As someone with 42 years of experience in caring for and treating individuals with mental illness, I can tell you that without adequate funding, community mental health centers will be forced to turn patients away and stop treatment, leading to substantial reductions in care.

New Jersey's non-profit community mental health organizations currently provide a full spectrum of mental healthcare services to the underinsured and uninsured in the state. In Cape May County alone, Cape Counseling Services provides care to 5,500 people suffering from mental illness. Under the proposed funding cuts, we estimate that thousands of Cape May County residents will be left without a viable option for mental health care. We have a moral and ethical responsibility not to let our clients down. They deserve better.
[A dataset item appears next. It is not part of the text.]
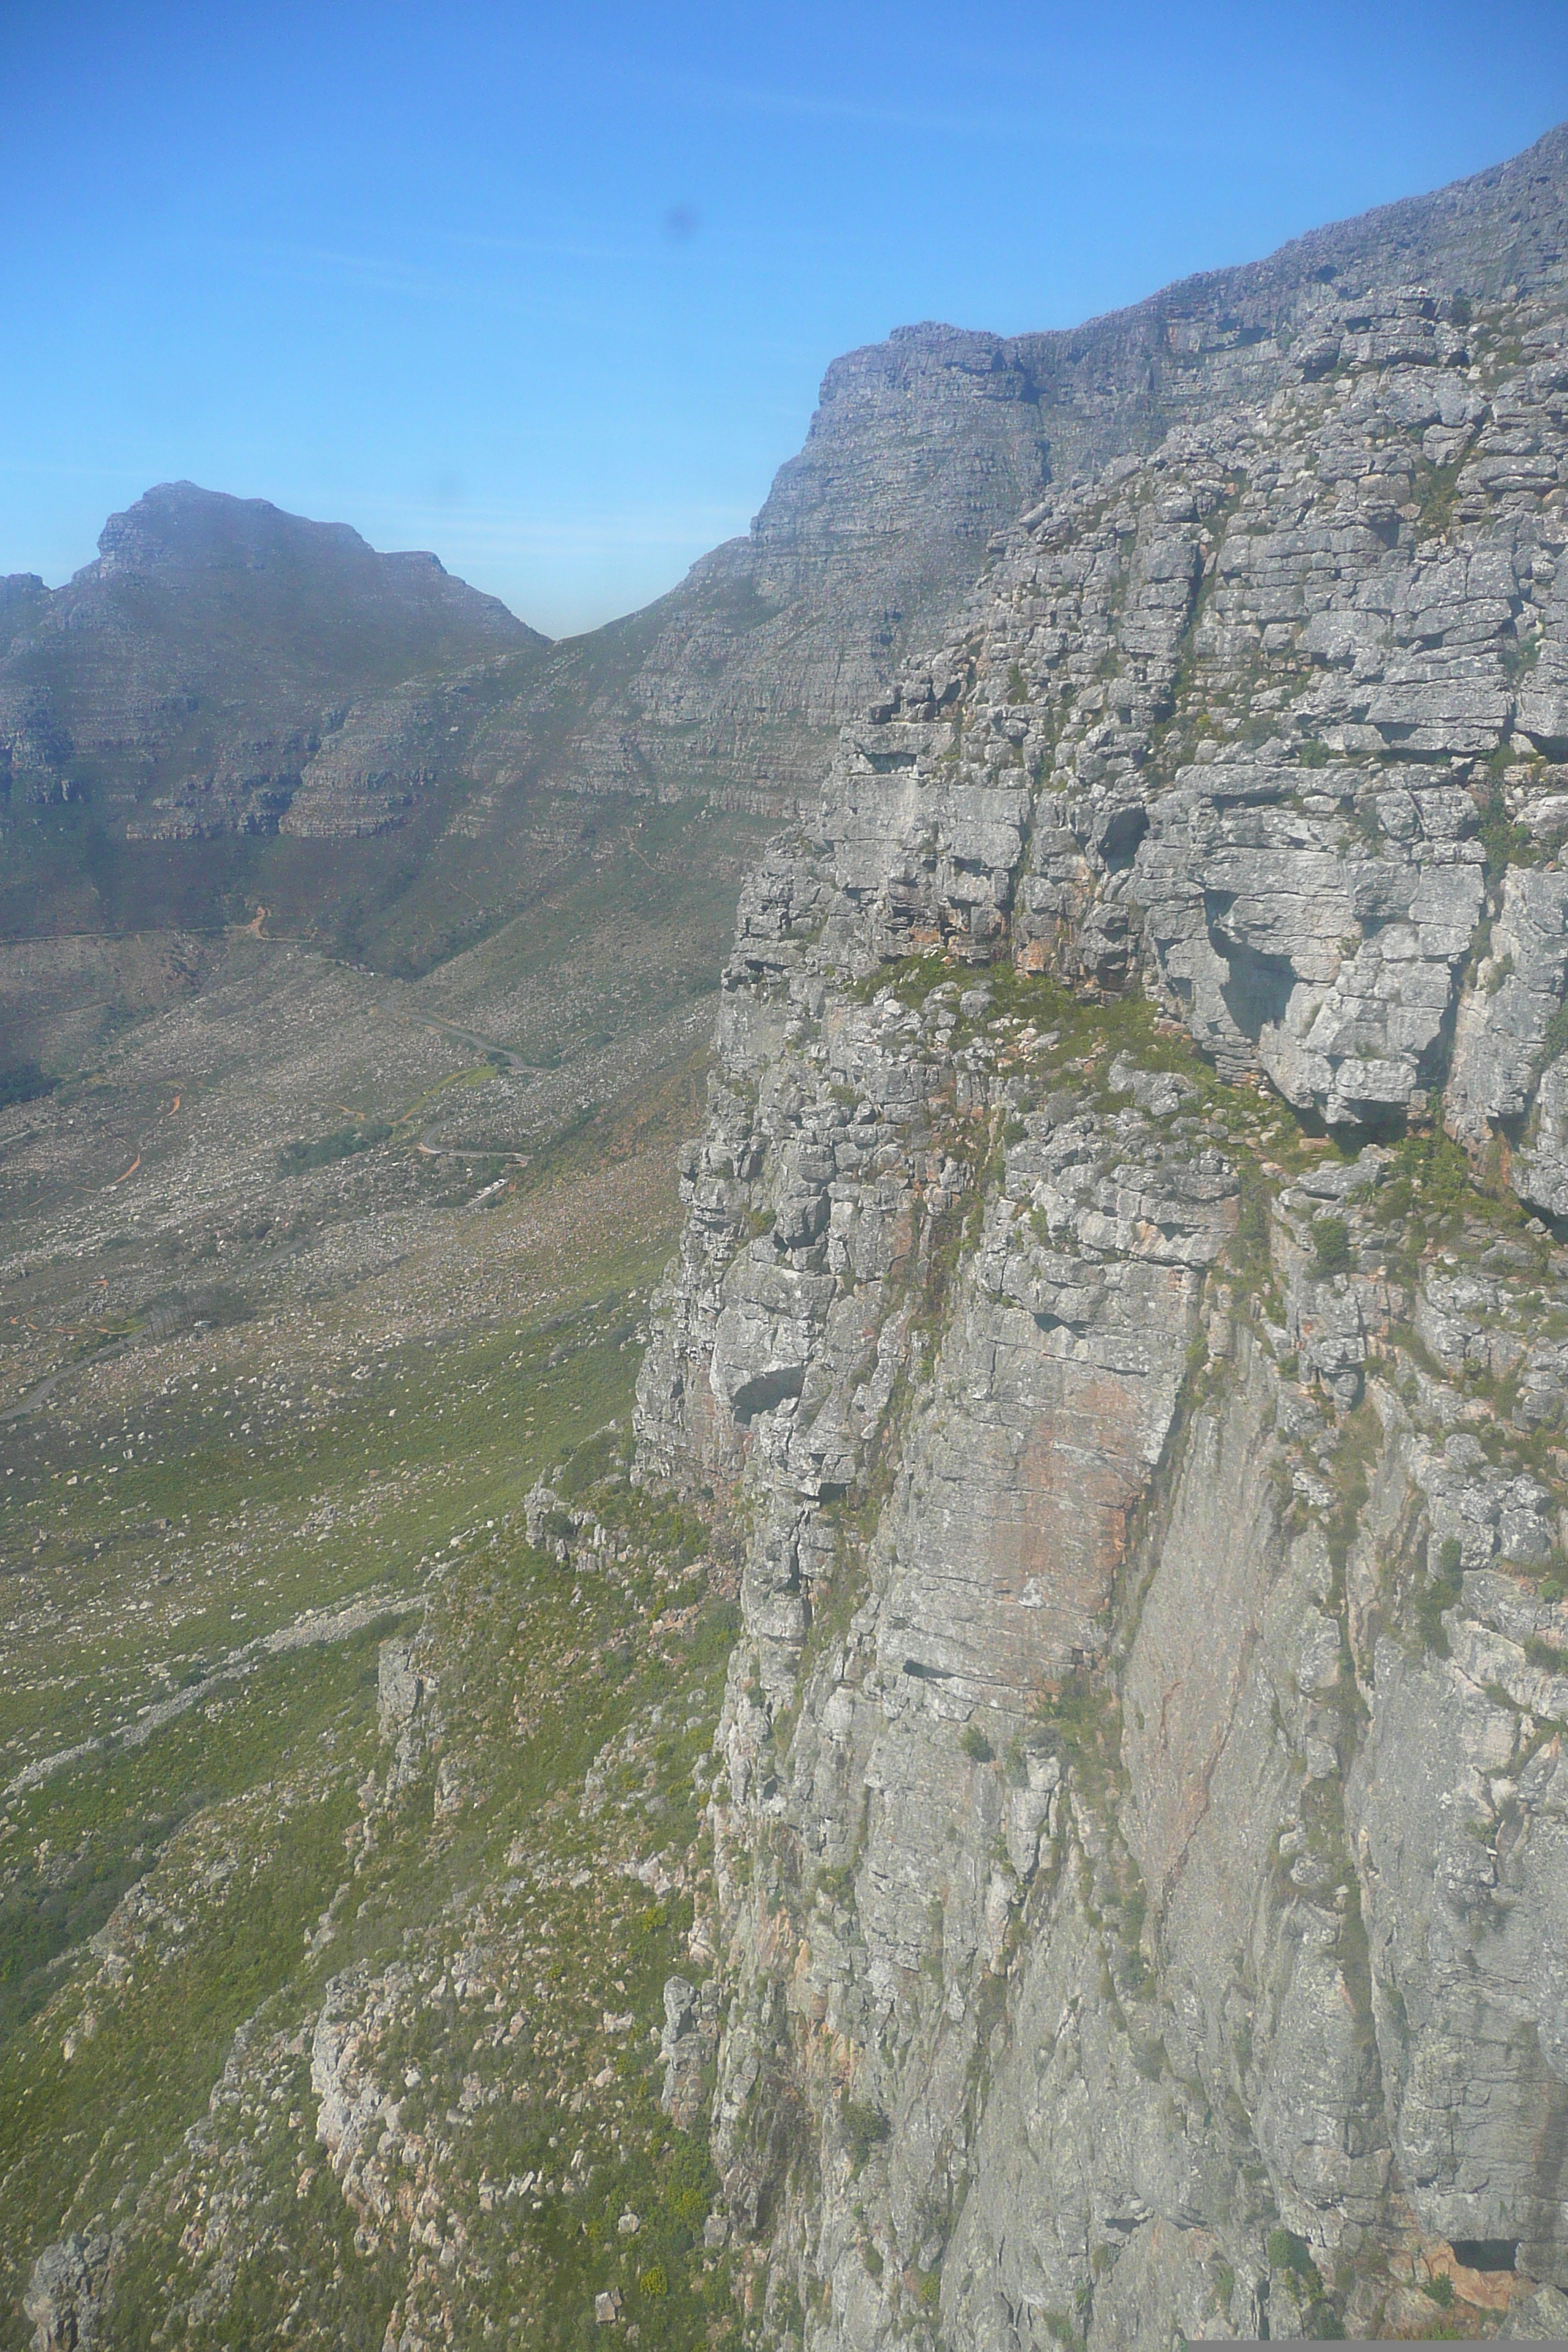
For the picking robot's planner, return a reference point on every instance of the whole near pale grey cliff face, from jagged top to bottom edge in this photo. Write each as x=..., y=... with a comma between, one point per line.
x=1120, y=1316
Mental illness invades the lives of one in four adults and one in 10 children. It requires long-term, ongoing professional care. Under the Governor's new funding formula, community mental health providers' reimbursement model will be drastically shifted from the long-utilized deficit funding system to a fee-for-service (FFS) funding system. The state touts this move as being more efficient and effective but in reality, the state's FFS system is based on inadequate reimbursement rates and a lack of funding for many essential expenses that do not fall under the umbrella of "billable" services, including nursing, transportation, building maintenance, operations, and security. Each of these inadequately reimbursed or unreimbursed services is vital to our ability to function as community mental health providers.

Under the new model, community based mental health providers are facing cuts of up to 40 percent of their operating budgets, which will result in severe cuts to services and treatment. Cape Counseling Services will be forced to reduce our outpatient care department by one-third, meaning at least 1,650 mentally ill individuals in Cape May County alone, will be forced to navigate the world without treatment for, often times severe mental illnesses. Services being cut include outpatient therapy (both mental and addiction clinicians), psychiatric evaluations, medication maintenance, adult residential services, supportive housing services, security and clerical and administrative support. My colleagues across the state are all looking at a similar list of possible cuts and weighing the unenviable decision of either cutting care or shutting down.

Unlike the funding for mental health providers, the mentally ill will not simply disappear with the stroke of the governor's pen. With tens of thousands across the state at risk for losing access to critical mental health care, potentially catastrophic results and tragedies are inevitable. The system in place is working for the state, our communities, and families and individuals.

Often, the mentally ill are kept out of jails or hospitals solely because they are participating in an active and effective mental health treatment plan administered by a community mental health provider. The state's shift in funding will lead to an increase in inpatient mental health admissions in hospitals, skyrocketing homelessness, and unsustainable incarceration rates-results that are far more expensive to address, and tear at the fabric of families and entire communities. Without these services provided by community mental health agencies, we can undoubtedly expect an increase in violence, homelessness, police and EMS calls, incarcerations, emergency room usage, school and job absenteeism, and other social problems. Not to mention the financial burden this will place on the state that will eventually force further cuts or tax increases.

Time and time again, community-based mental healthcare has proven to be a more effective and less costly option for treating the mentally ill. The funding system currently in place works and enables non-profit mental health providers to provide comprehensive and long-term care at a price that is far lower and more effective than any alternative treatment. I urge anyone impacted by mental illness to contact their legislators to voice concern over these cuts, and I urge the state to commit to continuing to fund mental health services at its current level. If passed, the proposed funding cuts doom our mental health system to failure, leaving our citizens without access to essential care, with the unacceptable consequence of putting them and our communities at risk.